Part1-Python Programming
Multiple Linear Regression Analysis
1) Download the file ‘bmi’ in the homework folder of the Course Blackboard
Read in the file and display the first 5 observations
2) Draw the histograms and pairwise scatter plots of all numeric columns using seaborn pairplot.
3) Check the pairwise correlation coefficients between variables. Interpret the result and state which variables have significant linear relationships with ‘BodyFatSiriEqu’.
4) Use ‘BodyFatSiriEqu’ as output variable and all other columns as input variables to
develop a regression model. Write the regression model equation.
5) Identify all significant coefficients of predictors at α=0.05 level using t-tests.

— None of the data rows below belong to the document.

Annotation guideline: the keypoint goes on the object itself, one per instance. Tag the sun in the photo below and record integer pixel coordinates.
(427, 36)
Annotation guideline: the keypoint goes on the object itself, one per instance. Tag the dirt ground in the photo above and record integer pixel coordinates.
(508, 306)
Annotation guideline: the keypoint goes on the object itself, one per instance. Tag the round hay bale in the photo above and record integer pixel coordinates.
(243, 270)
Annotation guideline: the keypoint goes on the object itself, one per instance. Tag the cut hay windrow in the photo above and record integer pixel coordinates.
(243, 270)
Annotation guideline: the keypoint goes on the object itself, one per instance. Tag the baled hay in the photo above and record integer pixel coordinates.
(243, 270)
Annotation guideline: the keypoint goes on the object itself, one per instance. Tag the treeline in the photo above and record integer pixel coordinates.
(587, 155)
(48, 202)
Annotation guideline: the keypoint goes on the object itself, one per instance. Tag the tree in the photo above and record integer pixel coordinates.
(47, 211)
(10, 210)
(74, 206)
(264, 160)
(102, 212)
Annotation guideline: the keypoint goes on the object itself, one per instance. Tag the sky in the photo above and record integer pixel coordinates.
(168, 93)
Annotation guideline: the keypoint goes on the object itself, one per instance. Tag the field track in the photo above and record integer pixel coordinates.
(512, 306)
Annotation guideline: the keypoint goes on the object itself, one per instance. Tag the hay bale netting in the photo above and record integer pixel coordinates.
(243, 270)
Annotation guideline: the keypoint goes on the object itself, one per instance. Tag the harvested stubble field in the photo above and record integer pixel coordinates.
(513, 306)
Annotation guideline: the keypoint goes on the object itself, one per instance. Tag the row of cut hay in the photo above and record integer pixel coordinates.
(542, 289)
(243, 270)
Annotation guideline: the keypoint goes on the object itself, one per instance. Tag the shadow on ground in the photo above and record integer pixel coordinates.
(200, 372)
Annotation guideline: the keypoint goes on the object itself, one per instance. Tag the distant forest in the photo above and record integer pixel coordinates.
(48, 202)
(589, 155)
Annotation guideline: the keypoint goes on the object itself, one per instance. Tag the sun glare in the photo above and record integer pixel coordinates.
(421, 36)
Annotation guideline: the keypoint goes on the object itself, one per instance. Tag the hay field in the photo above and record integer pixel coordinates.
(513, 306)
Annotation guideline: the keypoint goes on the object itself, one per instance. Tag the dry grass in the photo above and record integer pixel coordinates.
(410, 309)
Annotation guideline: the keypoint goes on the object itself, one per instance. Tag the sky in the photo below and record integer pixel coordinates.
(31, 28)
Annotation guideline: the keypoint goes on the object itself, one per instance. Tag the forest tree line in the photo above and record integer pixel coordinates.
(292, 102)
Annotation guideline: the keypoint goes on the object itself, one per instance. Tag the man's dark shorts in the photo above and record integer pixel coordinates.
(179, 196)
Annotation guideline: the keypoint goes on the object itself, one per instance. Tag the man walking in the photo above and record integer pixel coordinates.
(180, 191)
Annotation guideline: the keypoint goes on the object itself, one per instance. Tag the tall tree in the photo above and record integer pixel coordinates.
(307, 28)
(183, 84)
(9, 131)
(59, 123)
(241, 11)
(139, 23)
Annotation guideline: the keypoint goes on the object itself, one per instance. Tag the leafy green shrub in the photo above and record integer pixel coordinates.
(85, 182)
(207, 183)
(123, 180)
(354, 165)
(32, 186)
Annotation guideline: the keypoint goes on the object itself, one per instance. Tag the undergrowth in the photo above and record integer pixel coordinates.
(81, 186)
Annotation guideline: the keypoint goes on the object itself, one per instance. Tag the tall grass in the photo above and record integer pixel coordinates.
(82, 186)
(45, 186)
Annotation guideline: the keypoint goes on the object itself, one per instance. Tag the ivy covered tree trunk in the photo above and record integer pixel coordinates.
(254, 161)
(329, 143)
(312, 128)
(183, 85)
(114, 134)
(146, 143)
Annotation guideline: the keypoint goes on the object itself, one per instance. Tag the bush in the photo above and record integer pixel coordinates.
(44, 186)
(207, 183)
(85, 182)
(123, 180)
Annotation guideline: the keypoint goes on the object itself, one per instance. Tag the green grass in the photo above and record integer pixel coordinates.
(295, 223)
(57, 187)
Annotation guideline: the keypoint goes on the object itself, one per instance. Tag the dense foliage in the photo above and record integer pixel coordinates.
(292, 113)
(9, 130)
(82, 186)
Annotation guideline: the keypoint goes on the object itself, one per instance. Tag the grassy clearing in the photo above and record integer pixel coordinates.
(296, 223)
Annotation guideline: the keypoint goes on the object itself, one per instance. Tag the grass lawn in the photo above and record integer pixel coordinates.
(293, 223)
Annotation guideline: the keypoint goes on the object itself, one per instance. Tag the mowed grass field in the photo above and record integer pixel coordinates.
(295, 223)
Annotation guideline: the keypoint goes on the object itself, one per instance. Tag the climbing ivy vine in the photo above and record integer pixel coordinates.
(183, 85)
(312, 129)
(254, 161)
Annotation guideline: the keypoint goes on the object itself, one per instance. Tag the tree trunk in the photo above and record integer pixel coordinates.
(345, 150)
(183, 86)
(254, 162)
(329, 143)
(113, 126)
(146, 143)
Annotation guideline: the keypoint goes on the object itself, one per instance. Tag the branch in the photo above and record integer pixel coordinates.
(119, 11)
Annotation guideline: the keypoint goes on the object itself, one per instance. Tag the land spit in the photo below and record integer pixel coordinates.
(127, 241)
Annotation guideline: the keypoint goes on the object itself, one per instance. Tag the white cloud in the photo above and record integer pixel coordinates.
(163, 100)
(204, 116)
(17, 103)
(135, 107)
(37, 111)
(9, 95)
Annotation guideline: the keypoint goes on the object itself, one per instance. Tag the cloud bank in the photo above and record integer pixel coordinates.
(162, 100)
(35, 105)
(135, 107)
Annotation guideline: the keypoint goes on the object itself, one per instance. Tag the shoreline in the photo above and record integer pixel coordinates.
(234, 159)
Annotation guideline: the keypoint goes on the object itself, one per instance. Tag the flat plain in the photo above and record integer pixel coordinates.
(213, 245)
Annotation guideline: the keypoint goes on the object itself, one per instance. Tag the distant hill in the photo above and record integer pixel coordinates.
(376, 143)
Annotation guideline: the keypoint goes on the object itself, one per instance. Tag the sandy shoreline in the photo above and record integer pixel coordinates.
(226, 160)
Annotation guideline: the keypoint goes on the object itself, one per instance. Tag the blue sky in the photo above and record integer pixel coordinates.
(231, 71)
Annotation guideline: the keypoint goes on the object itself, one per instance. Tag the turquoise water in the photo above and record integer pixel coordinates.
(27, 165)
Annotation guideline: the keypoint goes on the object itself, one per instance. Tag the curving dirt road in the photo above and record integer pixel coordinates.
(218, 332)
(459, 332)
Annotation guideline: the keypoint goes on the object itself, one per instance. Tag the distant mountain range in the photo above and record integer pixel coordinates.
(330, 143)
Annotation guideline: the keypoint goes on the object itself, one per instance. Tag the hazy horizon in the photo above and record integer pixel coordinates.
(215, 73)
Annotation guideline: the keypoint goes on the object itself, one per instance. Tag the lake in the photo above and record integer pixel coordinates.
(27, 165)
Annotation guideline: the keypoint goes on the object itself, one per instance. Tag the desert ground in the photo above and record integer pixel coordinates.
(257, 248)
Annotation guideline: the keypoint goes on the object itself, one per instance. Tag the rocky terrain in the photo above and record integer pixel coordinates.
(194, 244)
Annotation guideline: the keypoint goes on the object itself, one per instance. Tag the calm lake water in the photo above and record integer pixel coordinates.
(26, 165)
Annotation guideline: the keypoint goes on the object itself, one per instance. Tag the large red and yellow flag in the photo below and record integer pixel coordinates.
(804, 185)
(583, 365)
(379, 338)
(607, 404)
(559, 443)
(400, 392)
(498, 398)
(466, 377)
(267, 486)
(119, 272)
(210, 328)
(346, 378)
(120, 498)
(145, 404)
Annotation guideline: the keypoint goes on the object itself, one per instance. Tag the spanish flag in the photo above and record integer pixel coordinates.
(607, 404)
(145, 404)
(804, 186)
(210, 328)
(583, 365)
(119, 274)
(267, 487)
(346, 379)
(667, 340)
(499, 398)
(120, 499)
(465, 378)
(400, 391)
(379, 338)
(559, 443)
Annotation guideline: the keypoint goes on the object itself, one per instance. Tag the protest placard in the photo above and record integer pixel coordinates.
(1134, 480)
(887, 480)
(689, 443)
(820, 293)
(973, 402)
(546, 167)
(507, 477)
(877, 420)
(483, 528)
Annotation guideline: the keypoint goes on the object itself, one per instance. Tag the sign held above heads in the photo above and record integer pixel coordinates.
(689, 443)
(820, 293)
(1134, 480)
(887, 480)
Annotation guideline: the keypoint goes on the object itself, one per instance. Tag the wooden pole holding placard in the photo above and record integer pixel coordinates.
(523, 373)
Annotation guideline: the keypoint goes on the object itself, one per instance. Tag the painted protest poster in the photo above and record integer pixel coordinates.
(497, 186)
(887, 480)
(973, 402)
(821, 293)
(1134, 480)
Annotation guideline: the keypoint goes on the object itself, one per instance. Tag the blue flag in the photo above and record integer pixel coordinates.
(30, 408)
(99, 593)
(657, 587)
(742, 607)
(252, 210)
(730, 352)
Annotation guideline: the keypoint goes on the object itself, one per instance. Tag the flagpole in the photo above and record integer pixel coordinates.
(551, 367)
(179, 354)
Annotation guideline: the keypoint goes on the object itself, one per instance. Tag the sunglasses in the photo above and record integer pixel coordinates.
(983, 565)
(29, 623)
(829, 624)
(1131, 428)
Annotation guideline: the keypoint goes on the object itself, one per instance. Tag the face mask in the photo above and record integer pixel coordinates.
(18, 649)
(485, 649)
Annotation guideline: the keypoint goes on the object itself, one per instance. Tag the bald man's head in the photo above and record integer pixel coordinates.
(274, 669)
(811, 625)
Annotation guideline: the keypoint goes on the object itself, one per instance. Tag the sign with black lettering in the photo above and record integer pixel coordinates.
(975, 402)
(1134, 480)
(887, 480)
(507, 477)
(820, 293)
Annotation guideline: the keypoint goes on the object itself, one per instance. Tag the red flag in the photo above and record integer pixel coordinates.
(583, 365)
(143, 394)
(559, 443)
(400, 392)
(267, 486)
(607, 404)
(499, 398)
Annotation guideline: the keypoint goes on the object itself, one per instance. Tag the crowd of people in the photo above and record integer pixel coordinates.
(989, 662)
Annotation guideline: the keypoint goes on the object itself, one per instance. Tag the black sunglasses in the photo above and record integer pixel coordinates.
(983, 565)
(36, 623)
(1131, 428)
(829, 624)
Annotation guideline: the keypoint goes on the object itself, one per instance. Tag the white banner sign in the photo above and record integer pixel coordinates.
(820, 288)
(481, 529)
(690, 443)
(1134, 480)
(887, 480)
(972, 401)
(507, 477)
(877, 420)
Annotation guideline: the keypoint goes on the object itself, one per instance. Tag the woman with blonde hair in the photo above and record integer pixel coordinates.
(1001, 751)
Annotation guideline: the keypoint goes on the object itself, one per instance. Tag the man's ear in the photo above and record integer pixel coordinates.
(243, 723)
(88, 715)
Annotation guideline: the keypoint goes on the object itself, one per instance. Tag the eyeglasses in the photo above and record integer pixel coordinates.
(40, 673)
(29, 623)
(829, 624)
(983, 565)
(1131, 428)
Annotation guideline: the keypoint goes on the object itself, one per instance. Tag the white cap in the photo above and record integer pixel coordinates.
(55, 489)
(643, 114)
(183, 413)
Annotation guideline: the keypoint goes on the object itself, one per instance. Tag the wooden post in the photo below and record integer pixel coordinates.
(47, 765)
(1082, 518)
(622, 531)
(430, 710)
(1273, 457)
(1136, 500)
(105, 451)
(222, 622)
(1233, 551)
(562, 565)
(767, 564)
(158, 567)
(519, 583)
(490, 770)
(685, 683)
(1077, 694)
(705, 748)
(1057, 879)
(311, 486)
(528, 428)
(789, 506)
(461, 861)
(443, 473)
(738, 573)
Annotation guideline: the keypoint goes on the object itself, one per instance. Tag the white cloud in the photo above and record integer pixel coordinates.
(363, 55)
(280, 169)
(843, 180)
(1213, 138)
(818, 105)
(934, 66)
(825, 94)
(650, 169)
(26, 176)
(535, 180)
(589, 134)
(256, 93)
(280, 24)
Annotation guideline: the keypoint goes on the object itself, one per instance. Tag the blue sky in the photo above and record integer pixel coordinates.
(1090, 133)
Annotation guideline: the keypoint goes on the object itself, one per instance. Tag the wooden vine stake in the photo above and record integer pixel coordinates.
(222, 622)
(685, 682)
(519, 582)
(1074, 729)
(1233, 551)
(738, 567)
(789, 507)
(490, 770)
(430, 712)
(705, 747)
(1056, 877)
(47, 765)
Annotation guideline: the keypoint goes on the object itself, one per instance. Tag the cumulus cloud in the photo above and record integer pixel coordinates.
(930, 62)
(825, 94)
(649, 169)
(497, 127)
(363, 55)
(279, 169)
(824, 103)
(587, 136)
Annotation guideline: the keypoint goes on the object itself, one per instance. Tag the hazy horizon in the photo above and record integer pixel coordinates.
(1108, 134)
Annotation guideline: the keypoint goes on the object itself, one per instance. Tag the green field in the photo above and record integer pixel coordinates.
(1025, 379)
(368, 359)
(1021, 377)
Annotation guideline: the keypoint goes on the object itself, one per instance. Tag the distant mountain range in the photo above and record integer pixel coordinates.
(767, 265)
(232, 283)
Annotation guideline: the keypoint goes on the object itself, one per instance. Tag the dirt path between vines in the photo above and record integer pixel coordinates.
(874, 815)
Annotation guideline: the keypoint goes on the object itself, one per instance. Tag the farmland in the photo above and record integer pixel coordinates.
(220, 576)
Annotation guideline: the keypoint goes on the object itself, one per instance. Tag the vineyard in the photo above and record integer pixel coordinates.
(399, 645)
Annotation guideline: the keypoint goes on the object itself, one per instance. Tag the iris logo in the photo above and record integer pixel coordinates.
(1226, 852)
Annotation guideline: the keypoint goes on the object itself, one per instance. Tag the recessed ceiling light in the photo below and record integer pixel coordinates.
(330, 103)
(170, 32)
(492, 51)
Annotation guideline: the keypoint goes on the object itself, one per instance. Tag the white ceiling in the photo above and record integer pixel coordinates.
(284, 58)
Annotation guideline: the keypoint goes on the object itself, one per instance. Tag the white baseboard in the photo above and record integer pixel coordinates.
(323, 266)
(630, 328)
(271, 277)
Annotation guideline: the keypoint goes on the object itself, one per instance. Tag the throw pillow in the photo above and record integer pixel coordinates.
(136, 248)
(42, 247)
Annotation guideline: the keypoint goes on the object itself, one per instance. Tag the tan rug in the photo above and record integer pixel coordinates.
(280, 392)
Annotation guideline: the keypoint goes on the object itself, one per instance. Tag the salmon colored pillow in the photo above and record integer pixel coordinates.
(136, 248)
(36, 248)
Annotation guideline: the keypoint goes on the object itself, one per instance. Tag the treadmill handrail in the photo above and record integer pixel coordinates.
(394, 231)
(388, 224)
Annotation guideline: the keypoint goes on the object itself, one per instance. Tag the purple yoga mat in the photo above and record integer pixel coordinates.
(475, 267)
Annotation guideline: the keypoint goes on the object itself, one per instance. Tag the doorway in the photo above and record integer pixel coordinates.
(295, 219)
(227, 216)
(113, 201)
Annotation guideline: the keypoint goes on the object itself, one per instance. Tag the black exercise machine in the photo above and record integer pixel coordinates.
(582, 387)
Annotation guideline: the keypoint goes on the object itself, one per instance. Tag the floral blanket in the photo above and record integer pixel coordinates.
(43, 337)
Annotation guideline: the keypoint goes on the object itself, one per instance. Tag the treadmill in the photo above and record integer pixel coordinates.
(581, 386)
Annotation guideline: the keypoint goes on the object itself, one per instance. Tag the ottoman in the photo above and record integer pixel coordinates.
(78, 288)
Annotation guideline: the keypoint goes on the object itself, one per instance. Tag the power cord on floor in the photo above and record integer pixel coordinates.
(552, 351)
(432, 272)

6) Interpret the meaning of coefficients. Compare and interpret the regression model to the result of the pairwise correlation coefficients in (c).
7) Remove insignificant predictors from (e) and develop a regression model with
remaining significant input variables. Write the regression model equation. Compare
and interpret the regression models from (d) and (f)
8) Test the overall model using F-test of the regression output in (f). Interpret the result of the test.
9) State the goodness-of-fit of the regression model
10) Draw the residual plots against each significant predictor, and output variable.
Interpret the results of the plots.
11) Describe any problem or issue of the above regression model and explain how to improve the regression model.